ここで被告側に金銭の支払いが命じられると、被告人は原告に対して金銭を支払います。
これに対して刑事裁判では、被告人は無罪か有罪か、どういった刑事罰を与えるかということが判決の内容となります。
刑事事件でも金銭の支払いが命じられることがありますが、これは罰金であり、刑事事件の被害者ではなく国に支払われます。
訴訟はどこに起こす?
民事裁判は、
- 被害者の所在地
- 加害者の所在地
- 交通事故が発生したエリア
のうちどこかを管轄する裁判所で行います。
裁判所の種類は加害者に対する請求額によって異なり、
- 140万円未満:簡易裁判所
- 140万円以上:地方裁判所
となります。
裁判のために必要な資料は?
裁判の際に必要になる資料は、被害者の方がけがをされた事故なのか、亡くなられた事故なのかによって異なります。
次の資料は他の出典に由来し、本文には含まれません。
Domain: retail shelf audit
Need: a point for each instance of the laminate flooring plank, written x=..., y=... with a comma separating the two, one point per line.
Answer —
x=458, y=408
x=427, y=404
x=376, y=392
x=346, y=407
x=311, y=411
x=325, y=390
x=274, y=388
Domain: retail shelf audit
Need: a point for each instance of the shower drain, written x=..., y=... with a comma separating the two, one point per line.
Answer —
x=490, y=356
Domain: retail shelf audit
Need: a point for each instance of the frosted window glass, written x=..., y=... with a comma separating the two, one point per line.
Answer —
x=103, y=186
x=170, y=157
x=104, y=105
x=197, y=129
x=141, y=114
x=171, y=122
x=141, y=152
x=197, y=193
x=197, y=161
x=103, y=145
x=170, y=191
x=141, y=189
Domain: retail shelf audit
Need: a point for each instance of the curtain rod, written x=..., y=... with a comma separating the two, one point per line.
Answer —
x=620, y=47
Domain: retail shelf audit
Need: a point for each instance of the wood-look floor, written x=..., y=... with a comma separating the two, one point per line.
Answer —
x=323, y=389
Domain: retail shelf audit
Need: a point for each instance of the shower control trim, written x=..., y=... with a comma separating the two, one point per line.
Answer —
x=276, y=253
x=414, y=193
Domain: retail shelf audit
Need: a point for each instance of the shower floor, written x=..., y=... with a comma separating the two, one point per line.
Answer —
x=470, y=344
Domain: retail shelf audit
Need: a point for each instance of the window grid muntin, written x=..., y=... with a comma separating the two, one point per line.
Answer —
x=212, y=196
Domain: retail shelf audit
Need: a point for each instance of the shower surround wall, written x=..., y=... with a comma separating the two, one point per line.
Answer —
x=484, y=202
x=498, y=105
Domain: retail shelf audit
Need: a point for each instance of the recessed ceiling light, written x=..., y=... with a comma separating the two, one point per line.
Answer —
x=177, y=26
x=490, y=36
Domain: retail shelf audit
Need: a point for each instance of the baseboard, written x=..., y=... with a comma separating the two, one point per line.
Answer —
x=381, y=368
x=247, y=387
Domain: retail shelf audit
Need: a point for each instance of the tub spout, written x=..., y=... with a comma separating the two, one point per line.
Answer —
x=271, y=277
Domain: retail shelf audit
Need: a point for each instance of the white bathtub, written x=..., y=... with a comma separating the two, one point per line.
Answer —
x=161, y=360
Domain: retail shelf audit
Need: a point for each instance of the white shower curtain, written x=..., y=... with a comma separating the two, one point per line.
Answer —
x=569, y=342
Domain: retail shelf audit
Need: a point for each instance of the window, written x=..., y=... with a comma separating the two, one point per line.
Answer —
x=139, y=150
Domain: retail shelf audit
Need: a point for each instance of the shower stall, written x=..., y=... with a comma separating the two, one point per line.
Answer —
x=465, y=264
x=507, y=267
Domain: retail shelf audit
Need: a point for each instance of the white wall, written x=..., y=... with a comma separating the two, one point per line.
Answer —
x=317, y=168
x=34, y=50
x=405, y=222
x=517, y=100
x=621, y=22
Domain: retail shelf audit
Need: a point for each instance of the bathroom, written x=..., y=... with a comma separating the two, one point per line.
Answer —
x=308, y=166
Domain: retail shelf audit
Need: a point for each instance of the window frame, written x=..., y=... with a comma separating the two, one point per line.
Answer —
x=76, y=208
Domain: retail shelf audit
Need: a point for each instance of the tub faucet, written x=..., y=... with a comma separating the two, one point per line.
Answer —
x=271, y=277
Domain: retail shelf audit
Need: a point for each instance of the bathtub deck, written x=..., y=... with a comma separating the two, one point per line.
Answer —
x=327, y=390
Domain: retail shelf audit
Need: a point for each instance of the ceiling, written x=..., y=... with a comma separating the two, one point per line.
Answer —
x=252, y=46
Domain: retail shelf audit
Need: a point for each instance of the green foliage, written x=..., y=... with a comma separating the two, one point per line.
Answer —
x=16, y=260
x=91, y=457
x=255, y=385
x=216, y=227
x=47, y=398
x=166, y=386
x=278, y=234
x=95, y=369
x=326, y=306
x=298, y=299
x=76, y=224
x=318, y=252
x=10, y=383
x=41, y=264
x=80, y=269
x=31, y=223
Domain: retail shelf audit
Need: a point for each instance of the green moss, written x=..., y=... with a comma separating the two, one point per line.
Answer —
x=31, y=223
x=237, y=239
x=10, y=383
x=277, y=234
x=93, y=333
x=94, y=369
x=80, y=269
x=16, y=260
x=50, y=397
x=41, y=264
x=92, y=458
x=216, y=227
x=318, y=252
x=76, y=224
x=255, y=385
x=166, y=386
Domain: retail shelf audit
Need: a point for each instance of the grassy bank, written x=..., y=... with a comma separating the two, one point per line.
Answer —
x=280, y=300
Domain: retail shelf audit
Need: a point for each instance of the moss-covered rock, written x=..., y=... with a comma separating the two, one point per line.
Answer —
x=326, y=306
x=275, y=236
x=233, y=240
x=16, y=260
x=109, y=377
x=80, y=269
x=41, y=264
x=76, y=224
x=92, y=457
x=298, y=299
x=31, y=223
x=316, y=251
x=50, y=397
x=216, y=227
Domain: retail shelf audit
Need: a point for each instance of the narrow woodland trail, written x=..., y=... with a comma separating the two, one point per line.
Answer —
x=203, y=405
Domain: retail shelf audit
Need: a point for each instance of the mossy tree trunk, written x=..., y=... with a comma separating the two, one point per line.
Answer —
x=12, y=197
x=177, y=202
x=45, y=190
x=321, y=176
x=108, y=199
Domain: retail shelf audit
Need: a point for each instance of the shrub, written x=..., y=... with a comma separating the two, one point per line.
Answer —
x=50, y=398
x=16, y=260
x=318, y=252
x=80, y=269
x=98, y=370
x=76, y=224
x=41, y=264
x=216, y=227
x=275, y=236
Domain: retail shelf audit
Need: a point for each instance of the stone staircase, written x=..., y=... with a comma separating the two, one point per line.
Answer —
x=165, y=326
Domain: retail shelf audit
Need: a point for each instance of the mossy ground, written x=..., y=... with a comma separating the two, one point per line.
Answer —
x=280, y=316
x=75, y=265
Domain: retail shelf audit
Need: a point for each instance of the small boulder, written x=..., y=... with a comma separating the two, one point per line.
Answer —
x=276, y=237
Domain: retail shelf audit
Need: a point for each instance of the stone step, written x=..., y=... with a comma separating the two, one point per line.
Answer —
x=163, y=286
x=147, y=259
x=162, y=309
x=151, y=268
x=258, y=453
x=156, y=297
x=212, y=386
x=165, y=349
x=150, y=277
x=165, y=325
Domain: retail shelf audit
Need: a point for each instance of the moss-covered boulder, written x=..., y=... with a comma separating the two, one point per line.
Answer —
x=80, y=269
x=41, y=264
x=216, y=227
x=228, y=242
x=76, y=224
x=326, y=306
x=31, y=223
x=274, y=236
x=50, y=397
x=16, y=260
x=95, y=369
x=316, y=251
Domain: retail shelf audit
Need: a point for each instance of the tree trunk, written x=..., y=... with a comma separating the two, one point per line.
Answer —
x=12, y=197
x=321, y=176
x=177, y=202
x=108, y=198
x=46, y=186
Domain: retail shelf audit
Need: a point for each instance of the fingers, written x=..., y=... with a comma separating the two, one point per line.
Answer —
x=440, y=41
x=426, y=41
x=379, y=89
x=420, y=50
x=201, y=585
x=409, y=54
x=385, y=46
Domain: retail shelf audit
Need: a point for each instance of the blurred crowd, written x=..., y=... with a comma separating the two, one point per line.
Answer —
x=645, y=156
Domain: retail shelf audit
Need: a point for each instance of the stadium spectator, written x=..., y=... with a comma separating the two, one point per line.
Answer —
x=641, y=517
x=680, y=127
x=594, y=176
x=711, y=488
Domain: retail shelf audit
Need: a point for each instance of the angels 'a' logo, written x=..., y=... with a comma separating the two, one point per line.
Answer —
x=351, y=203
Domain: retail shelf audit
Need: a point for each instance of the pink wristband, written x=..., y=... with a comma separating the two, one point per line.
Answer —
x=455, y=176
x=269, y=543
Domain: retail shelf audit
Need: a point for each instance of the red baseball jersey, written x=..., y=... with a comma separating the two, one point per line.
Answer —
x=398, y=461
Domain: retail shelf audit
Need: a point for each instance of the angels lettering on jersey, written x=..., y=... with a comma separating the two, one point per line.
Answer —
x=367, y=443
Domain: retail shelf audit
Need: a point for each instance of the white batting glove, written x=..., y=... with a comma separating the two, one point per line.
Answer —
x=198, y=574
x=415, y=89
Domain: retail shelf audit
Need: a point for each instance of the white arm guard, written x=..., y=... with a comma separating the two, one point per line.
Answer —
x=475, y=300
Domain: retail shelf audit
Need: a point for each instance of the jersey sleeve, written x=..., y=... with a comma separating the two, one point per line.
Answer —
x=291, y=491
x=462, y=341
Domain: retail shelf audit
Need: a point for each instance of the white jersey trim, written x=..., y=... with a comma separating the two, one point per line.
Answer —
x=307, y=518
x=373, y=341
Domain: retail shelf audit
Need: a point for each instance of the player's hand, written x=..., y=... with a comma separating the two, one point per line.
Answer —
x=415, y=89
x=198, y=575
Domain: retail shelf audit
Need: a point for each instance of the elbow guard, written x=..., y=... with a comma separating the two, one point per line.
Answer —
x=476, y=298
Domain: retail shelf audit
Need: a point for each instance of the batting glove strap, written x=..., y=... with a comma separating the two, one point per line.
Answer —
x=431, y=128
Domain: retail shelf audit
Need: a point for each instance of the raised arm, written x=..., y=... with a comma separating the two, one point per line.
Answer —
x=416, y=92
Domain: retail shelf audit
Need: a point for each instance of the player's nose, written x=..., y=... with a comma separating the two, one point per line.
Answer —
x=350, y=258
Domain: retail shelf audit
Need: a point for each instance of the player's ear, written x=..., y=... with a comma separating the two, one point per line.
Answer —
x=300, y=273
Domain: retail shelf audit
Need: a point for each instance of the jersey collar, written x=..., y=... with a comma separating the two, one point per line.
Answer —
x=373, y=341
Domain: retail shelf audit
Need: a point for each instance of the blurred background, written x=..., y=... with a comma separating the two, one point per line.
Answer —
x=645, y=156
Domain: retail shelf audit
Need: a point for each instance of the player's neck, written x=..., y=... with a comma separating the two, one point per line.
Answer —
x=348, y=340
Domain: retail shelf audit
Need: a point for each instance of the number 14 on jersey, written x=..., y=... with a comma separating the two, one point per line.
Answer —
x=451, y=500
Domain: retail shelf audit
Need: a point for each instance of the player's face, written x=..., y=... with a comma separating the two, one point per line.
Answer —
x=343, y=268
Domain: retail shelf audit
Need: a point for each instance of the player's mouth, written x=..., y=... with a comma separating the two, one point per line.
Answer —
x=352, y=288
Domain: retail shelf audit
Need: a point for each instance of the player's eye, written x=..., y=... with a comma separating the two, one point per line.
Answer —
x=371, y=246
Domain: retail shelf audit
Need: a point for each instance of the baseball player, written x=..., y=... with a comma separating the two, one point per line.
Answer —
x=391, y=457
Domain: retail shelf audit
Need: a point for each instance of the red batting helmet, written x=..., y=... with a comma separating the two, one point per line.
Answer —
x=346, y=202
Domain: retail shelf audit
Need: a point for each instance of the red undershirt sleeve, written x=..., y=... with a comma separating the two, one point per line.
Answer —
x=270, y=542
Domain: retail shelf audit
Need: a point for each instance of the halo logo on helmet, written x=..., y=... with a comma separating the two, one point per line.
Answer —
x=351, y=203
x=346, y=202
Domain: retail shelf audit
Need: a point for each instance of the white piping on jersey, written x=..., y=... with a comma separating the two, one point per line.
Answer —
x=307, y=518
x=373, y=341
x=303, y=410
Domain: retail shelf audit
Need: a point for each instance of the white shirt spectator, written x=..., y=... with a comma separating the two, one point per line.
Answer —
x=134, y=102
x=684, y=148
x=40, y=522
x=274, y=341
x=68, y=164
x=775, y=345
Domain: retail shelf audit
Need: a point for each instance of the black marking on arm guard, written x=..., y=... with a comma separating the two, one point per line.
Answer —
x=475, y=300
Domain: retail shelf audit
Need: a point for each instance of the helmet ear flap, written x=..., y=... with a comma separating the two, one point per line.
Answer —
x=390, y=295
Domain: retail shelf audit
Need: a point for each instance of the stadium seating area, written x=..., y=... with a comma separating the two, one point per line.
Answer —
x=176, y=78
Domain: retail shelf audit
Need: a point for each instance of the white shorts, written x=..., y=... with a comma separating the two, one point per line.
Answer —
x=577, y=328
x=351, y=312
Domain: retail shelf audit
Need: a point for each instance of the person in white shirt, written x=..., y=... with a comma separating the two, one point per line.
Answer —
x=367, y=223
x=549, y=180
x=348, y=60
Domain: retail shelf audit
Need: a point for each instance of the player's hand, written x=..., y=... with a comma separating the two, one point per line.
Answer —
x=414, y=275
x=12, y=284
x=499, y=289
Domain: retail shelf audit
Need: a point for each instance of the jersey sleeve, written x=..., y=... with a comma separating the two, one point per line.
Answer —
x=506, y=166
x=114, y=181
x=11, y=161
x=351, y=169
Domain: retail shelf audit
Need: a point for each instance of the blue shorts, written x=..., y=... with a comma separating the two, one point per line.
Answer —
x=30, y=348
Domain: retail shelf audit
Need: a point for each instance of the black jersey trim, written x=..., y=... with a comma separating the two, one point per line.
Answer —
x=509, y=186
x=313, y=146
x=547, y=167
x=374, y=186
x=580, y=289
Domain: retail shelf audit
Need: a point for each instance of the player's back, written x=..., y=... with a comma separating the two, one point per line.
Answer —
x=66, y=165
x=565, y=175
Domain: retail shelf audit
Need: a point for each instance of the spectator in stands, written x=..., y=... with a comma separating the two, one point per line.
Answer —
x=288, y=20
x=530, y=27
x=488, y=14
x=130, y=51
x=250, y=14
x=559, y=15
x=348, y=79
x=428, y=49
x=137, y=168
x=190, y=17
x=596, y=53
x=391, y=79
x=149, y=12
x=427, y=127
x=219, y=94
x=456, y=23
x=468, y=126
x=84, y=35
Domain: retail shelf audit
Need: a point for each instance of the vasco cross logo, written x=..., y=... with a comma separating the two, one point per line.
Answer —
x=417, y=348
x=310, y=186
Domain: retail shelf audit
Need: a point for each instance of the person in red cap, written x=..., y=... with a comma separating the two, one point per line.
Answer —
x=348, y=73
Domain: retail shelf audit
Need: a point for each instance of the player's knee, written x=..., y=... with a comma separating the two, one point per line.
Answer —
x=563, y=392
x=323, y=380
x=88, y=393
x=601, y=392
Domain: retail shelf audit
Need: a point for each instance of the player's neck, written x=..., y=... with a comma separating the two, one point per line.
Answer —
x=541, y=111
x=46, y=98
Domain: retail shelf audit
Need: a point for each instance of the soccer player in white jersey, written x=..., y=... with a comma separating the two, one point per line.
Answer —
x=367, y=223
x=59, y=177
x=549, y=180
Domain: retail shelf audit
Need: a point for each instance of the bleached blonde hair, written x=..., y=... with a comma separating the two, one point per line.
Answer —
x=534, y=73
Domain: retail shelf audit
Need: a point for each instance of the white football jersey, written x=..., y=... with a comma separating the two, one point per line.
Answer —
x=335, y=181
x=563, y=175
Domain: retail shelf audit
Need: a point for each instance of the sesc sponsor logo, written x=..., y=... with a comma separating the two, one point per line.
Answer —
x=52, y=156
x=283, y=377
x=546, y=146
傷害事故の場合 | ・交通事故証明書 ・事故発生状況報告書 ・診断書 ・後遺障害診書 ・診断報酬明細書 ・収入を証明するもの ・休損証明書 ・諸々領収書 |
---|---|
死亡事故の場合 | 上記に加えて ・死亡診断書 ・除籍謄本、戸籍謄本 |
これらの書類は、裁判の中での主張の正当性を裏付ける資料として重要です。
費用はどれくらいかかる?
裁判を起こすためには、郵便料と申立手数料が必要です。
- 郵便料:裁判所から事件当事者等に郵便物を送付するための郵便料
- 申立手数料:裁判所に訴えを起こすための手数料
郵便料は裁判所によって異なり、例えば東京地裁の場合は以下のようになります。
東京地裁の郵便料
- 原告被告1名ずつで各6000円。
- 1人増えるごとに2144円増額。
申立手数料は、訴額(加害者に対して請求する金額)に応じて、以下のように決まります。
訴額 | 手数料 |
---|---|
~100万円 | 1000円/10万 |
100万~500万 | 1000円/20万 |
500万~1000万 | 2000円/50万 |
1000万~10億 | 3000円/100万 |
10億~50億 | 1万/500万 |
50億~ | 1万/1000万 |
交通事故の民事裁判|流れとかかる期間は?
民事裁判の流れは?
民事裁判は、以下のような流れで進められます。
①訴状の提出
裁判所に訴えを起こすためにはまず、訴状を裁判所に提出します。
訴状には、原告・被告の氏名や住所、訴えの趣旨や訴えを起こすに至った理由を記載します。
②第一回口頭弁論期日の指定
訴訟が受理されると、1~2ヵ月以内に裁判所から第一回口頭弁論の期日を指定されます。
③口頭弁論
口頭弁論では、弁護士を含む当事者が法廷で主張・反論をしたり、証拠を提出したりして、論点が整理されます。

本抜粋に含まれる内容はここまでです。